Our invitation set the stage for a Hogwarts themed extravaganza. I snagged this nifty printable from Etsy, based on a rendition of The Marauder's Map. I prefer to do this for parties because once you have the file, you can do whatever you want with it. Facebook event cover, poster sized prints for party decor, whatever. It keeps the theme consistent with minimal hassle.
Our party starts at the front door, where guests entered through Platform 9 3/4. I covered the length of the front door with brown craft paper, painted with a rectangular sponge dipped in fire engine red paint to create the illusion of bricks. Check out instructions for doing your own Platform 9 3/4 here.
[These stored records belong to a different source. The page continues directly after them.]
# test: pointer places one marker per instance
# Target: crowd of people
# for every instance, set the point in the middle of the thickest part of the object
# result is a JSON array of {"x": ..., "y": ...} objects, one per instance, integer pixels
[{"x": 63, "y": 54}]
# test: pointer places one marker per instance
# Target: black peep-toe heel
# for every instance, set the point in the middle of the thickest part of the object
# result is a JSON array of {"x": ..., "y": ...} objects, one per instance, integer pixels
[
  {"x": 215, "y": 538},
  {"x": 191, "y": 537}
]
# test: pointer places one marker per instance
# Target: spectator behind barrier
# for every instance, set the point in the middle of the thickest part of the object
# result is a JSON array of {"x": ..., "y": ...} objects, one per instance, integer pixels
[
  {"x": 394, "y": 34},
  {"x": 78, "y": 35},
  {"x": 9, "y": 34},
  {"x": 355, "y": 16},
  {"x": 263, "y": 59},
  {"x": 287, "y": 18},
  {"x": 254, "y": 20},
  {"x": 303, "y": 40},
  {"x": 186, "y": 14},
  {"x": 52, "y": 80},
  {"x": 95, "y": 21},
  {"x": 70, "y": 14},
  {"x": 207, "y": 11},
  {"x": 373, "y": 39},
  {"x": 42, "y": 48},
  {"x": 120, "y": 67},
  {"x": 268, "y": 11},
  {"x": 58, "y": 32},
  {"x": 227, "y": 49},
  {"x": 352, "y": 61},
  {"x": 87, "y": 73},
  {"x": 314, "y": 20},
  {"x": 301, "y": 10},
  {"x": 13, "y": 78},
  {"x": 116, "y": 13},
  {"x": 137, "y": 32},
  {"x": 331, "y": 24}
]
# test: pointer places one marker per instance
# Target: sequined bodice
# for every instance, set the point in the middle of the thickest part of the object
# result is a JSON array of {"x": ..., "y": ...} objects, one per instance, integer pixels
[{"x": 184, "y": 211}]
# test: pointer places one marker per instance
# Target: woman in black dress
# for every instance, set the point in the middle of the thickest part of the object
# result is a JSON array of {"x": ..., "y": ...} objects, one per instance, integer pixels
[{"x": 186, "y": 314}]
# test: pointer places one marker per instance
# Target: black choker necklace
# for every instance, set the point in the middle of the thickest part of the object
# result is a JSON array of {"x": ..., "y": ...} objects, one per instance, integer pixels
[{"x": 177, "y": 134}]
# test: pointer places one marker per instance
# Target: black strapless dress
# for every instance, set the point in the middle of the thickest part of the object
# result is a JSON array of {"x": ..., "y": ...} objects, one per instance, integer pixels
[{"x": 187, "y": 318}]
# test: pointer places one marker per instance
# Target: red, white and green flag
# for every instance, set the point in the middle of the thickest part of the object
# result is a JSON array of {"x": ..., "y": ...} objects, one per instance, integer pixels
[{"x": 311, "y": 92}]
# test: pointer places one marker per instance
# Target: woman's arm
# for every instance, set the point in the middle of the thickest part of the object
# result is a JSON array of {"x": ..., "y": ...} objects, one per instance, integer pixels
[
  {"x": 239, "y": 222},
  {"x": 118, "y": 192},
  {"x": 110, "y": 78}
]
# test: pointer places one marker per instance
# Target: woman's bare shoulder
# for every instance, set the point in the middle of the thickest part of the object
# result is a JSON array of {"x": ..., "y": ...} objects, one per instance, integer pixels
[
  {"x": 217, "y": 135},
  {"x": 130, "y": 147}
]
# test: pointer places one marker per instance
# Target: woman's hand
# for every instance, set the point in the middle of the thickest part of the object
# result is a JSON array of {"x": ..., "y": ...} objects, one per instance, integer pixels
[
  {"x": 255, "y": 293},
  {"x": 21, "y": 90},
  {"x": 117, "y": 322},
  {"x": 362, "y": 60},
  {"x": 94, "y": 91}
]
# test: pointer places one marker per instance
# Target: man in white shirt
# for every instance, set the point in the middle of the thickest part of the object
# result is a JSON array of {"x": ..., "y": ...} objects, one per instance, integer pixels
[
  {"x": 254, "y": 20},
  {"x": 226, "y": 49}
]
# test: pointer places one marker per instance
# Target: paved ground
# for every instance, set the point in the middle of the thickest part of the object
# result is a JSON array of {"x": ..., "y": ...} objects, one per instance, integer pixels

After entering, guests follow a spider trail up the stairs, where Hedwig style owl balloons are perched on the railing. Dangling from their talons are rolled messages for each child, adorned with their name, that accompany them home at the end of the party via owl post. For owl balloon tutorials, check this out. If you'd like to get a whole bazillion spiders, I recommend Amazon.
I lost hours searching all over town for spiders and let me tell you, if ain't Halloween, there aren't any spiders. Just give it up.
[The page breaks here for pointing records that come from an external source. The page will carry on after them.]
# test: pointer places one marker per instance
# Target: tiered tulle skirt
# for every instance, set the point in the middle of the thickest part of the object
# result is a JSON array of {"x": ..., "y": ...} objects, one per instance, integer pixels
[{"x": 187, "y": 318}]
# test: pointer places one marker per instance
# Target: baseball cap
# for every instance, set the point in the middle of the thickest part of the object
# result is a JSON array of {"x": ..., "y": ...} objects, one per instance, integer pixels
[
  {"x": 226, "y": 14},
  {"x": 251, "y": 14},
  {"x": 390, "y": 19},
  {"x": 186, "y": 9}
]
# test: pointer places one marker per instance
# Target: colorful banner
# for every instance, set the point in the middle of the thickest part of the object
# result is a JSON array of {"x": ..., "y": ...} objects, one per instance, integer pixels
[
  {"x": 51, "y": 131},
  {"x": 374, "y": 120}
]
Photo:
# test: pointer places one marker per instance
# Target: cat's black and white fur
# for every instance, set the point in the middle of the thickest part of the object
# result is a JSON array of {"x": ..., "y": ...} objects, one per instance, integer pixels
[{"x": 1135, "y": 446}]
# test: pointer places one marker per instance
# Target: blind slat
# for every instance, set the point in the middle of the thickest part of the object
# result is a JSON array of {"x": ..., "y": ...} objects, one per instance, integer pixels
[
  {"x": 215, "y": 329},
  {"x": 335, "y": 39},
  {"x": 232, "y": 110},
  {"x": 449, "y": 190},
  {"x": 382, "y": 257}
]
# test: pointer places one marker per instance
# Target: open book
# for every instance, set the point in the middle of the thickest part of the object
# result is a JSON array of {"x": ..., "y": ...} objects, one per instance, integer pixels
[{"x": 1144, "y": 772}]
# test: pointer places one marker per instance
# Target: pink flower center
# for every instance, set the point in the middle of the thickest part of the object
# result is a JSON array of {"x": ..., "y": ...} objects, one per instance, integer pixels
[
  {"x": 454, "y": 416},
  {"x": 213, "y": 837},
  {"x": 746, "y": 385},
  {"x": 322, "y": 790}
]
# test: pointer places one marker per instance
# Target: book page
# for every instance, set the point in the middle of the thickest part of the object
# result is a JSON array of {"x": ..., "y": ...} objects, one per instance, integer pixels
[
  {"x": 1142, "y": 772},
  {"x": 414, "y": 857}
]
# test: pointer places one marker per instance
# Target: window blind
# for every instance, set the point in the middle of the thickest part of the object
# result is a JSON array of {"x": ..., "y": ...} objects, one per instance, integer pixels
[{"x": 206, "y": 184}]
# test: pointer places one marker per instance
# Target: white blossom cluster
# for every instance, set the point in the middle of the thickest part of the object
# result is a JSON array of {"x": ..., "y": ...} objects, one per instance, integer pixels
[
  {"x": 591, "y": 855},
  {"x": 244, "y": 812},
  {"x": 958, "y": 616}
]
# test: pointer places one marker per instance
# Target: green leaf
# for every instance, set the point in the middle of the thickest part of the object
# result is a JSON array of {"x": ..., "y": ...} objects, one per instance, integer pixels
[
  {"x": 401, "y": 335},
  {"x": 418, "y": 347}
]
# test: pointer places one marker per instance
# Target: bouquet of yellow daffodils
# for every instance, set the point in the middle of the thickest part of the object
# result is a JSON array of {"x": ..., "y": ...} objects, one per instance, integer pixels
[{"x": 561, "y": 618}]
I always chalkboard a themed schedule and sometimes a menu for parties. It helps me stay on track and feel like there will be an end to the madness.
At some point, no matter how much chaos the party has decayed into, you get to open the door and shove everybody out. Bye-bye, kiddos! Mischief Managed!
Upon arrival, guests were offered Harry Potteresque glasses, a Gryffindor tie and the option to have a lightening bolt scar face painted on their foreheads. Want to make your own ties? Tutorials abound- I used this one.
I also highly recommend using this face paint.
My daughter has eczema and she reacts to everything but she can tolerate this stuff.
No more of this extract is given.